By Elena Marks
CEO, Episcopal Health Foundation
This essay first appeared in the Milken Institute’s Power of Ideas collection focused on navigating the new health, financial, and social uncertainties wrought by the ongoing pandemic and a reckoning of racial injustice. The essay series features insights from thought leaders across industries. Read their contributions and share your thoughts using #PowerofIdeas. Find more coverage on the Milken Institute LinkedIn page.
Americans are obsessed with health care. We can’t get enough of it. We believe more is better; the latest technology, drug, or procedure is the best. And we put our money where our mouth is: We spend more money on health care than any other country on the planet. We use the words “health care” and “health” interchangeably as if they were one and the same. We’re so smitten with health care that we have forgotten that it is only a means to an end—being in good health—and not the only pathway to achieve good health.
Yet, for all our money, US health outcomes lag behind those of most developed countries.
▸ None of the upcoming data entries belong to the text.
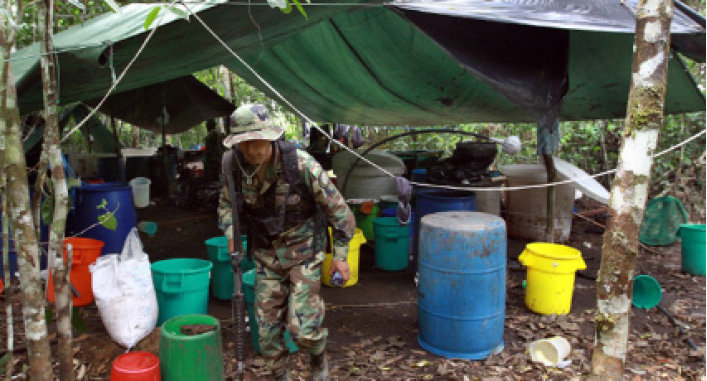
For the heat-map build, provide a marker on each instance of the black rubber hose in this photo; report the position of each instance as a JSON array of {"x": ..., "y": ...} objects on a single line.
[{"x": 417, "y": 132}]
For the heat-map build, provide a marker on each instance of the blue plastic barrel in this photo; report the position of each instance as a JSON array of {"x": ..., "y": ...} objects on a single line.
[
  {"x": 119, "y": 198},
  {"x": 428, "y": 200},
  {"x": 462, "y": 284}
]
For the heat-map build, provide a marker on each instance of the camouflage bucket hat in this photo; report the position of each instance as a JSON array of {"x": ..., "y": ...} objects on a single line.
[{"x": 251, "y": 122}]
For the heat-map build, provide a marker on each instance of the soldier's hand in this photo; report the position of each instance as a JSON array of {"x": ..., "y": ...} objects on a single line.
[{"x": 342, "y": 267}]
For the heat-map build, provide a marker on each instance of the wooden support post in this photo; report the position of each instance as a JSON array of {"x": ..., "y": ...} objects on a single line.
[{"x": 551, "y": 176}]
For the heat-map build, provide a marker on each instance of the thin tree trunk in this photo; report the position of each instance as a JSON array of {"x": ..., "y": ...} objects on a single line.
[
  {"x": 61, "y": 193},
  {"x": 21, "y": 217},
  {"x": 7, "y": 275},
  {"x": 601, "y": 127},
  {"x": 136, "y": 136},
  {"x": 225, "y": 81},
  {"x": 551, "y": 176},
  {"x": 629, "y": 190}
]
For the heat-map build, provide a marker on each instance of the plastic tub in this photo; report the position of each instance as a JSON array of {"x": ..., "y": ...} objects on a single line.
[
  {"x": 352, "y": 259},
  {"x": 222, "y": 272},
  {"x": 646, "y": 292},
  {"x": 182, "y": 286},
  {"x": 693, "y": 248},
  {"x": 141, "y": 191},
  {"x": 550, "y": 276},
  {"x": 392, "y": 244},
  {"x": 85, "y": 251}
]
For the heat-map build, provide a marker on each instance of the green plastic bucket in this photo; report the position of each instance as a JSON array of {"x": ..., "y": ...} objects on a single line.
[
  {"x": 222, "y": 272},
  {"x": 693, "y": 248},
  {"x": 391, "y": 244},
  {"x": 190, "y": 357},
  {"x": 365, "y": 221},
  {"x": 248, "y": 290},
  {"x": 646, "y": 292},
  {"x": 182, "y": 287}
]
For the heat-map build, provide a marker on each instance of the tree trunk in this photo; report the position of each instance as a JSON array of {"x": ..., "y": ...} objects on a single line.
[
  {"x": 225, "y": 76},
  {"x": 629, "y": 192},
  {"x": 60, "y": 193},
  {"x": 136, "y": 136},
  {"x": 20, "y": 215},
  {"x": 7, "y": 275}
]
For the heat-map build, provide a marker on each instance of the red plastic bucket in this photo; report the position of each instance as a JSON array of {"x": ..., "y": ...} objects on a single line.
[
  {"x": 136, "y": 366},
  {"x": 85, "y": 252}
]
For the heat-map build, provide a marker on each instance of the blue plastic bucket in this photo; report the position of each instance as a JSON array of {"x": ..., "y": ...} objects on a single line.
[
  {"x": 182, "y": 287},
  {"x": 119, "y": 198},
  {"x": 462, "y": 284}
]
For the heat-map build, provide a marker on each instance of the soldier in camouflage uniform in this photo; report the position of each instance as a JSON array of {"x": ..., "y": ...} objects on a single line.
[{"x": 289, "y": 262}]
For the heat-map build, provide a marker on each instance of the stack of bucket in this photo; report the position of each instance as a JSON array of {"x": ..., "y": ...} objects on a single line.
[
  {"x": 85, "y": 251},
  {"x": 191, "y": 357}
]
We have higher rates of obesity and infant mortality and lower life expectancy than other countries that spend less on health care. One of the reasons our health-care investments haven’t translated into better health outcomes is that health care only accounts for 20 percent of health outcomes. Social and economic factors, health behaviors, and environmental factors account for 80 percent of health outcomes. And yet of our $3.6 trillion National Health Expenditures, less than 3 percent is devoted to public health activities that address these non-medical factors.
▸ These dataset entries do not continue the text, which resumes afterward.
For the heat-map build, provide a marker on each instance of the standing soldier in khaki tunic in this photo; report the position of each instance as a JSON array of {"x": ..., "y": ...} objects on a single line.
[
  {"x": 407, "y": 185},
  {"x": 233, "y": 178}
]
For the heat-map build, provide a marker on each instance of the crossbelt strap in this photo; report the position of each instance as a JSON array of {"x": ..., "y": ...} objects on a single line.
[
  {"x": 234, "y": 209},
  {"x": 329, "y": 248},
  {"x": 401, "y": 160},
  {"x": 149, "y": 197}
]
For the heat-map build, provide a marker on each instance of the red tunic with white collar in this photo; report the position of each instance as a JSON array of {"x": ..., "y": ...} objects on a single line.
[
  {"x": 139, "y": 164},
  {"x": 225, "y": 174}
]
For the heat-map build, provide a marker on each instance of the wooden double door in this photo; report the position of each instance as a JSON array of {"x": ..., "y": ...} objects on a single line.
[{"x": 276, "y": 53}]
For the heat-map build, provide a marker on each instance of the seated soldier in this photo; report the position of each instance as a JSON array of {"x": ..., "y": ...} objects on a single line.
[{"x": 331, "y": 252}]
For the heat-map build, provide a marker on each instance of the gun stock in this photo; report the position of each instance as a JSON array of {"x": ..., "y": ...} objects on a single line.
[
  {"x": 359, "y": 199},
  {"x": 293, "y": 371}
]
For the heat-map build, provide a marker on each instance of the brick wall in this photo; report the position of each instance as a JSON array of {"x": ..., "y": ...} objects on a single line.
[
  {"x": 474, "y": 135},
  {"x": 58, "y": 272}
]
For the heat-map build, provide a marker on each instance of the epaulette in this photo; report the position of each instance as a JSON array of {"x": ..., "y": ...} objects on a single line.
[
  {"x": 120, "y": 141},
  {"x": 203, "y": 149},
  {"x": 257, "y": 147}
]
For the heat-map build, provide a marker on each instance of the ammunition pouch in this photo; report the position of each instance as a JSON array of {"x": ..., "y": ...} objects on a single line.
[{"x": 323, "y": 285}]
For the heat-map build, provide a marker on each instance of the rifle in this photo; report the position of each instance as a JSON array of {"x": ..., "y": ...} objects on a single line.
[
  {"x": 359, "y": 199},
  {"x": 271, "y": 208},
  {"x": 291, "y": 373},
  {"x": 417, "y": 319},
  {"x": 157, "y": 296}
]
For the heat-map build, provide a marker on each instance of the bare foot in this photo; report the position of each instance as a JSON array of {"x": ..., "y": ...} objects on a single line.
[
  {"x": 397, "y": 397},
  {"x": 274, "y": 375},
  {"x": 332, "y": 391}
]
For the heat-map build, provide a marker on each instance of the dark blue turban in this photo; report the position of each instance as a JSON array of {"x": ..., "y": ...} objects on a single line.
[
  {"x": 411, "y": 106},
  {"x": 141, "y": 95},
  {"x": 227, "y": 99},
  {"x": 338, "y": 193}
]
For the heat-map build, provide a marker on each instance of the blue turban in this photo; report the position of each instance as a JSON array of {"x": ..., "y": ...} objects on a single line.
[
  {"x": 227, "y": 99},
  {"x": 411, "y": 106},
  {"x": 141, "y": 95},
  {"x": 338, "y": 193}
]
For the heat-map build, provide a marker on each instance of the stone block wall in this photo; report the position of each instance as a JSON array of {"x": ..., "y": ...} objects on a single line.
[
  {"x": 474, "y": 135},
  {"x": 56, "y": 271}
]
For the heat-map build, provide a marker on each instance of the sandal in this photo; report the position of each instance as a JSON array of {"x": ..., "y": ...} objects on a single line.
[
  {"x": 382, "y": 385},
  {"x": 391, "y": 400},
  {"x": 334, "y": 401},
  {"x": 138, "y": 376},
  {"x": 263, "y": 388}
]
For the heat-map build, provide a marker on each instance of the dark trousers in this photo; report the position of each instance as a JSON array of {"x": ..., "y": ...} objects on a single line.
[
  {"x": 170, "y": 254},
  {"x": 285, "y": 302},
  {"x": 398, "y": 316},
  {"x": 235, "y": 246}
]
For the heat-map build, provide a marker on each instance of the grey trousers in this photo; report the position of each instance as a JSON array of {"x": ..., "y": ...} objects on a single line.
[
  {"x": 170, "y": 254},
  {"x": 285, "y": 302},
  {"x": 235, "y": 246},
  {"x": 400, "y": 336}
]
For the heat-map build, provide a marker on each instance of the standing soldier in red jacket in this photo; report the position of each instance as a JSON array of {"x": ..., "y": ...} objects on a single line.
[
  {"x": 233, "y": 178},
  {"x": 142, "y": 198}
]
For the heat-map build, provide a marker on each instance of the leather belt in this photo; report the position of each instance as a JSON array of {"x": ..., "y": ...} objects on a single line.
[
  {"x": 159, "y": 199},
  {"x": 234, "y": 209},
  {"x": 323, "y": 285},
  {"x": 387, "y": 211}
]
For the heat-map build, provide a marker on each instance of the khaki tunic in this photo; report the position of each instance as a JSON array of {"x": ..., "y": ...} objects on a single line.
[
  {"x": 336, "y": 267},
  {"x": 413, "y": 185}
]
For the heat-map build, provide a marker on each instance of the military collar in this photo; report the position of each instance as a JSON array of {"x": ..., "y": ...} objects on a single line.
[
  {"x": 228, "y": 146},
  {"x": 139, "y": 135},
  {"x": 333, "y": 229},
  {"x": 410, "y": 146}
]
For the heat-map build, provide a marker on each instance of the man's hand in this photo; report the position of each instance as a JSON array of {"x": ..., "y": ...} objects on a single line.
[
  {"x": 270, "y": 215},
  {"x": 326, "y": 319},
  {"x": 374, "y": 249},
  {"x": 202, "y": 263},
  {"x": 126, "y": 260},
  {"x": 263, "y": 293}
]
Medical care isn’t a substitute for adequate public health infrastructure, especially when a pandemic hits.
As a country, we are over-investing in medical services and under-investing in the social, economic, behavioral, and environmental factors that have a greater impact on health outcomes. This lopsided investment left us particularly vulnerable to the COVID-19 pandemic.
Our response to COVID-19 reflects our belief that health care is the answer to all health problems, and that has greatly hurt us. Initial efforts focused on making sure there would be sufficient critical care capacity for people sick with the virus, going to great pains to ensure we’d have enough ICU beds, ventilators, doctors, nurses, and personal protective equipment. If we maintained enough hospital capacity, we believed, we were responding well. While it was—and still is—important to treat infected patients, viewing the crisis through just a health-care lens missed the larger point: Medical care isn’t a substitute for adequate public health infrastructure, especially when a pandemic hits.
The decades-long underinvestment in public health left us without the funding, workforce, or surveillance systems necessary to address a pandemic. Across the country, public health funding has declined over the past decade. And because of those years of chronic neglect, we were unable to quickly implement effective strategies, including wide-scale testing and contact tracing, the primary tools of containment.
This neglect set the stage for the nationwide, disproportionate health outcomes experienced by low-income communities, and especially communities of color. The non-health-care factors, including the social and economic conditions in which these communities often live, made them more likely to get COVID-19. These individuals are more likely to work in “essential” frontline roles, and they are also more likely to continue to go into work even if sick. It can also be difficult for them to remain socially distanced in their home and their community, thereby increasing their risk for contracting COVID-19. These factors are also the root cause of higher rates of preexisting conditions such as obesity, heart and lung disease, and cancer in these communities, meaning individuals on average are more likely to become gravely ill and to die if infected. The Episcopal Health Foundation has been working to mend these disparities in Texas by providing funding to nonprofits and community clinics to help them continue to address these non-health-care factors in at-risk communities across the state and supporting research to identify where to focus efforts in recovery. Working to implement community-based approaches nationwide would make great strides towards creating a better, more equitable system.
The status quo is the result of the choices we made as a country over decades. We’ve built a system overly reliant on health care as a means for achieving health, one that underinvests in the non-health-care factors that have the biggest impact on health outcomes. That was the norm. As we rebuild post-COVID-19, we need to look for value in our $3.6 trillion national health investment. Value should be measured by health outcomes, not health-care services delivered. A value-oriented approach would shift dollars upstream, into prevention and public health programs that address the non-health-care factors that influence health outcomes. With so much talk about a “new normal” post-pandemic, let’s make this the new normal in how we deliver health, not just health care.